Not only interest is important when you go shopping for the biggest financial decision in your life. Each bank or lender decides for yourself how much you can borrow for your home. Generally speaking, there are some factors that are decisive.
Monthly net (family) income
It is common knowledge that financial service providers will lend you a fair amount more quickly as your income is higher. If you have a permanent job for at least two years, that also works to your advantage.
As far as your salary is concerned, the general rule is that you may not spend more than one third of your net salary on paying off your loan (s).
However, there is another way to make your account exercise. Map all your fixed costs. So also those of your hobbies and the like. With the (largest) part that remains, you can then pay off your loan.
Tip. Make sure that you always have your wage slip and an extract from your savings account when you visit a bank or submit an application online.
The term of your loan
Discuss in advance with your lender the period in which you want to repay the mortgage loan . In principle, even loans up to 40 years are possible. The advantage of this is that you pay a lower monthly amount and therefore qualify for a higher loan amount. The disadvantage is that you pay more interest of course.
The percentage of the purchase price
Financial players derive money more easily for a home that they only have to finance for 50% than for 80%, for example. In the past few months, there was pressure from the National Bank to the banks to take and demand additional measures for loans above 80%. This would make such loans even more expensive. However, the government has rejected this proposal. In practice, it turns out that relatively many people need a 100% loan. Do not forget that in that case you still have to pay for all costs such as the notary.
The interest rates
It makes sense that you have to pay less per month for a certain amount at lower interest rates. Indirectly, this also determines the ease with which you get a loan. After all, you can more easily repay the borrowed amount.
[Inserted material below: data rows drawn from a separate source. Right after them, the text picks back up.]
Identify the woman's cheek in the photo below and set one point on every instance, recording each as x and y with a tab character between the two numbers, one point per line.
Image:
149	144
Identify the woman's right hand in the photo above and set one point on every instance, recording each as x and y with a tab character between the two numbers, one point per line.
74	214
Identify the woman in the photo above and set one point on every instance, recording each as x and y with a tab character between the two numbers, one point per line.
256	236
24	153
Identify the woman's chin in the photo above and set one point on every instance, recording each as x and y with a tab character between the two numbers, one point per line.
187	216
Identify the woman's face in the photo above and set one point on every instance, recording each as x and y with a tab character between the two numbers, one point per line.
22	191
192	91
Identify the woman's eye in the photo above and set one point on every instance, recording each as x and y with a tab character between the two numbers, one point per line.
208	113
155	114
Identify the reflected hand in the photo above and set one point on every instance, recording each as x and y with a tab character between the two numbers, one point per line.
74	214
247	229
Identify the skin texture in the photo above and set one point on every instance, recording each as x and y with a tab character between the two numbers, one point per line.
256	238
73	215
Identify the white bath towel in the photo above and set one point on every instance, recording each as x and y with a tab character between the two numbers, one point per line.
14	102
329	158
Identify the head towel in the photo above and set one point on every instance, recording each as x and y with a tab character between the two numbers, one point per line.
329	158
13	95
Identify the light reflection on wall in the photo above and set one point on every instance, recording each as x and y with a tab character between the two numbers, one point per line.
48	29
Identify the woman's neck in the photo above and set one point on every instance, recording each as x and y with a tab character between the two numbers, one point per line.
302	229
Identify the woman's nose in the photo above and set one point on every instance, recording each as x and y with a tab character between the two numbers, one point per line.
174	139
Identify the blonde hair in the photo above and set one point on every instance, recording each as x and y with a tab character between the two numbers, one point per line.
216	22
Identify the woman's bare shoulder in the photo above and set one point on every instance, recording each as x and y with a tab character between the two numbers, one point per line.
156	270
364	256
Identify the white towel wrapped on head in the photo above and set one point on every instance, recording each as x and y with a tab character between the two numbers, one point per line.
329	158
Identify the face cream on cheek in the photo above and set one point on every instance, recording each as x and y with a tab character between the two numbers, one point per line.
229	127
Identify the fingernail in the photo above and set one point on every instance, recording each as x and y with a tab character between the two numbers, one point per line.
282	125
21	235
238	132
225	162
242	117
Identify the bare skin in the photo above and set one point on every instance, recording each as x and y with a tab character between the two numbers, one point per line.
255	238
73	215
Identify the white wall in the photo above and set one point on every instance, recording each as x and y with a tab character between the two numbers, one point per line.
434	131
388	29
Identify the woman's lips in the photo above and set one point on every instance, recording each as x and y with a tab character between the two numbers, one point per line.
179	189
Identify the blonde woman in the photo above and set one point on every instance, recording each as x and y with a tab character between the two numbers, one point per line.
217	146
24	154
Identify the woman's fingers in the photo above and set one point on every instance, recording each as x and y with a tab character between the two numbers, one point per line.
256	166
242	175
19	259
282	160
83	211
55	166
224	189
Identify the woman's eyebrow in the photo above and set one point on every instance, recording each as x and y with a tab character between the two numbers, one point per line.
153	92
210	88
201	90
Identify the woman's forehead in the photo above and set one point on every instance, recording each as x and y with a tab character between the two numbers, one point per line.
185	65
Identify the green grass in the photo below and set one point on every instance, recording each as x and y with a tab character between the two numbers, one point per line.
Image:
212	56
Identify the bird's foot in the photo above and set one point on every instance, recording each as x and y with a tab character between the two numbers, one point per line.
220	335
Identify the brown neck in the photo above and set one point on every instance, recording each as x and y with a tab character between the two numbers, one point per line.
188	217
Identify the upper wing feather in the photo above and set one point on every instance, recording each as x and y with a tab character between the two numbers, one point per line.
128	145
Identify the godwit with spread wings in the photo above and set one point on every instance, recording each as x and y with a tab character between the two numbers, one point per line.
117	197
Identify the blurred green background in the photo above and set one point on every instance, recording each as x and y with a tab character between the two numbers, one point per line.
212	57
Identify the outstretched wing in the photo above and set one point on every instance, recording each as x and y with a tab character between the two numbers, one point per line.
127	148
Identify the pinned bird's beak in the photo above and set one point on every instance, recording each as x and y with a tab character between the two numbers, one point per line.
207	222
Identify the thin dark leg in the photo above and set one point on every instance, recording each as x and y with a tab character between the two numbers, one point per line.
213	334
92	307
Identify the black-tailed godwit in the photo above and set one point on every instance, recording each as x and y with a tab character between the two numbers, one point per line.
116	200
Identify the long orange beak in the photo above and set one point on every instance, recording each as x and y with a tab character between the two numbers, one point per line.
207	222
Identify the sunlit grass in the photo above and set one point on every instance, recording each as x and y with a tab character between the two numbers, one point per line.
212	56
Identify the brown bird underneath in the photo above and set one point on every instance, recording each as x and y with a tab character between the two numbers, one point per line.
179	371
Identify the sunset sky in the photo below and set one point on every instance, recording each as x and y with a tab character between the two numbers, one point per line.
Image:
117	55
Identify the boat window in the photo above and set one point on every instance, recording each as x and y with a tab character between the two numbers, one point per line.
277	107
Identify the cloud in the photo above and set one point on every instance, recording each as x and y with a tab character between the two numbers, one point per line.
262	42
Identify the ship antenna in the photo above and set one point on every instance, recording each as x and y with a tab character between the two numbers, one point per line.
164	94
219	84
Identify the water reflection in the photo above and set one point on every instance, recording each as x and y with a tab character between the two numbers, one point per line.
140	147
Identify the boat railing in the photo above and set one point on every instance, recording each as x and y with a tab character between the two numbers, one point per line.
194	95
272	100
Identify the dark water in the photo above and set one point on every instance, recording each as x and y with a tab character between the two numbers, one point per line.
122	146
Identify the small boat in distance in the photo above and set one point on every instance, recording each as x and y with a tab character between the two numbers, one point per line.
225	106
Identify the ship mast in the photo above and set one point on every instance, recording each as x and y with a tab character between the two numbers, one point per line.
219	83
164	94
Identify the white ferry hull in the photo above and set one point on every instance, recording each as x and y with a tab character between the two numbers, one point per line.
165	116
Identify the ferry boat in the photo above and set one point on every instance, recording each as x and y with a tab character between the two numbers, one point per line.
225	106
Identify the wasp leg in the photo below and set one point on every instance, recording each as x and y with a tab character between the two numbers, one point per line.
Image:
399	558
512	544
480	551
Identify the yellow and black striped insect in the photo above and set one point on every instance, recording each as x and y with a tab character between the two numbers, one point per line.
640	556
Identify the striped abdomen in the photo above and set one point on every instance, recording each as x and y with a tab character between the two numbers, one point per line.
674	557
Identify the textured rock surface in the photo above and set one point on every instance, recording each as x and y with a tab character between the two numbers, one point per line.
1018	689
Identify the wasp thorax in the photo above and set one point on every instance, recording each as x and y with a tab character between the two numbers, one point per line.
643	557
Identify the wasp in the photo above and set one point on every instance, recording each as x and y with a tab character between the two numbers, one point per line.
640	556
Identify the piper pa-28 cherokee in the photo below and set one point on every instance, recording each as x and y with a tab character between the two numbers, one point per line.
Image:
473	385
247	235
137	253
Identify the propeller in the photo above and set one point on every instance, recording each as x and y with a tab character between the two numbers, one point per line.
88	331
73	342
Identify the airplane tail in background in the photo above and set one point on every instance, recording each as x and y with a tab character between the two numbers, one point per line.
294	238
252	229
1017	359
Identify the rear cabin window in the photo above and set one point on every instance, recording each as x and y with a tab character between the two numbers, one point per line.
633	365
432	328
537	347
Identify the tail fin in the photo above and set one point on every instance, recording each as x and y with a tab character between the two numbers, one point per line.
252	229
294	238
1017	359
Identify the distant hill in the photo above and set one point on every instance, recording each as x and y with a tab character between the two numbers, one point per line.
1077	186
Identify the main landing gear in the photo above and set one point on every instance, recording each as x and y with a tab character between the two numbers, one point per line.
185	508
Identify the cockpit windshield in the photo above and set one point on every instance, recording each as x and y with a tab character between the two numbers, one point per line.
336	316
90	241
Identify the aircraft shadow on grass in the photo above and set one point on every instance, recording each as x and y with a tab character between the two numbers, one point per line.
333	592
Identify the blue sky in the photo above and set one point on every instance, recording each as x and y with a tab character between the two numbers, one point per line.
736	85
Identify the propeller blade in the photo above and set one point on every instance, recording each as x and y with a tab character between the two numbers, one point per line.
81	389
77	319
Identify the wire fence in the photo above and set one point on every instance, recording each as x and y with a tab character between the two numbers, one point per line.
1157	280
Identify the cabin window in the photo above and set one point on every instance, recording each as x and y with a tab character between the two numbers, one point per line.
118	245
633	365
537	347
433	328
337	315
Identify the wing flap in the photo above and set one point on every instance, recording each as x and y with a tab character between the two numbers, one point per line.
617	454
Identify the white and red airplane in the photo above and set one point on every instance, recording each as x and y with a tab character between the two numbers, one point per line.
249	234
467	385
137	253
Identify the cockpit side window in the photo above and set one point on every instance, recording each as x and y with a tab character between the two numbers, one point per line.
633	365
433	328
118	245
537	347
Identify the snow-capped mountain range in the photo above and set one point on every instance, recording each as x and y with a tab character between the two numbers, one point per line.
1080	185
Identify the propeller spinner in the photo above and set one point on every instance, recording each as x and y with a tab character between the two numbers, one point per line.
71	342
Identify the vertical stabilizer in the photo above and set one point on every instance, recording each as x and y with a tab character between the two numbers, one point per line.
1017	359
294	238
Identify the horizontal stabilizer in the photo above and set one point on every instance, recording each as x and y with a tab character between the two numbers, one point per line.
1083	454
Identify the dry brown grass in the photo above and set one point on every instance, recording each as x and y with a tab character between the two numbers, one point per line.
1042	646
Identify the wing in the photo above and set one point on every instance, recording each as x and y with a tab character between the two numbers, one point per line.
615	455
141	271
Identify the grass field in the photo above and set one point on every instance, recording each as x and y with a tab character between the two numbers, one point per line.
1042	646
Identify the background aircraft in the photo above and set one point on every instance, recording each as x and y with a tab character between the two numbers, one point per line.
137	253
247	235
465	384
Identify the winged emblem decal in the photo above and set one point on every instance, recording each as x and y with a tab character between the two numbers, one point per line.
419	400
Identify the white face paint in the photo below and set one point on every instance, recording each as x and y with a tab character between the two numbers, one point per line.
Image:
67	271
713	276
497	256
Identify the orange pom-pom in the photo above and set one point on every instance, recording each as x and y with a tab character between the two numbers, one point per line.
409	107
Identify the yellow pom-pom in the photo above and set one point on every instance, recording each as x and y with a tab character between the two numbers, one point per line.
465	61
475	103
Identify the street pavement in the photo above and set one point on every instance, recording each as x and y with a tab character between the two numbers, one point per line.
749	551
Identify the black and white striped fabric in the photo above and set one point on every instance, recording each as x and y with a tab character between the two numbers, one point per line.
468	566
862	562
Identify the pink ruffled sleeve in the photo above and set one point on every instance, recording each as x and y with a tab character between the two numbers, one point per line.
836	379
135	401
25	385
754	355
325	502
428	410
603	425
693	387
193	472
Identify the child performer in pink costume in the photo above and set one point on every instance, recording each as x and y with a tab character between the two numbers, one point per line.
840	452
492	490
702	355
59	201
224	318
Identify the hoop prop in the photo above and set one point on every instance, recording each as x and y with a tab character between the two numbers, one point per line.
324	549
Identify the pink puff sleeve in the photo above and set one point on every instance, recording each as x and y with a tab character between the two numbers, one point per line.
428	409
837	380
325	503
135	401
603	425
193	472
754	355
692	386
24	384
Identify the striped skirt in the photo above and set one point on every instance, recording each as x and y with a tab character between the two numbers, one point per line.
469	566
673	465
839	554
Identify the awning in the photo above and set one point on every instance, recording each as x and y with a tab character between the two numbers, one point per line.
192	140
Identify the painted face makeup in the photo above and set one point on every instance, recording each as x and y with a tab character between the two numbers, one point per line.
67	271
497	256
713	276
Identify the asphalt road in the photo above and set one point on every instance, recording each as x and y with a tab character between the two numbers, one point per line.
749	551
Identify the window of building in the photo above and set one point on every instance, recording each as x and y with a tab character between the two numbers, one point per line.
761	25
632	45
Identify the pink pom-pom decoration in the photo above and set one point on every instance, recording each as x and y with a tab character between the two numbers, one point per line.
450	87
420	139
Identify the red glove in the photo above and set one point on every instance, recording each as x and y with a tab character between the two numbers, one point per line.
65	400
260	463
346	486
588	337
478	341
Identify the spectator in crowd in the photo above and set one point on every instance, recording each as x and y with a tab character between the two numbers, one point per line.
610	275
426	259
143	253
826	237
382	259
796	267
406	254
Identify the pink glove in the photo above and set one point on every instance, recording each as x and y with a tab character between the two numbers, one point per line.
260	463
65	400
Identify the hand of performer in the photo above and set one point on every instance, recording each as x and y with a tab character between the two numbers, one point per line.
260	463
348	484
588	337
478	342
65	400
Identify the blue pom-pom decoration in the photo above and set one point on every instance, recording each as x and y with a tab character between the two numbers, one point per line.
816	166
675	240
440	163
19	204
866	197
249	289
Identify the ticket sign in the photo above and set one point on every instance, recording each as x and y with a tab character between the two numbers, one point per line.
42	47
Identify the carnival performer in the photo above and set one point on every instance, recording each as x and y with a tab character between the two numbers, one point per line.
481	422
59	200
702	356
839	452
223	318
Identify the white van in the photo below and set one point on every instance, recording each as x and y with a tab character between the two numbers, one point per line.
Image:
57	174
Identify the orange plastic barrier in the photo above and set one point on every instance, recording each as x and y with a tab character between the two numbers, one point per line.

Comparing remains the message
The percentage of the purchase price and your monthly net (family) income are for the most part fixed. You can, of course, get started with interest rates and maturities. However, do not limit yourself to these two variables.
It is recommended to all the conditions and the so-products compare . File costs, debt balance insurance …
The comparison exercise starts the easiest online. Do some simulations and compare the APRs (Annual Cost Percentage) purely on the loan, so not including insurance for example. You can make an additional comparison exercise for a debt balance insurance policy.
You can submit a credit application to the 2 to 3 best players on the financial market (in your personal situation). After all, this obliges you to nothing. Then you can negotiate. Those who do nothing will receive the interest rate that the bank proposes. However, those who are willing to put pressure on the bank can get away with a better rate.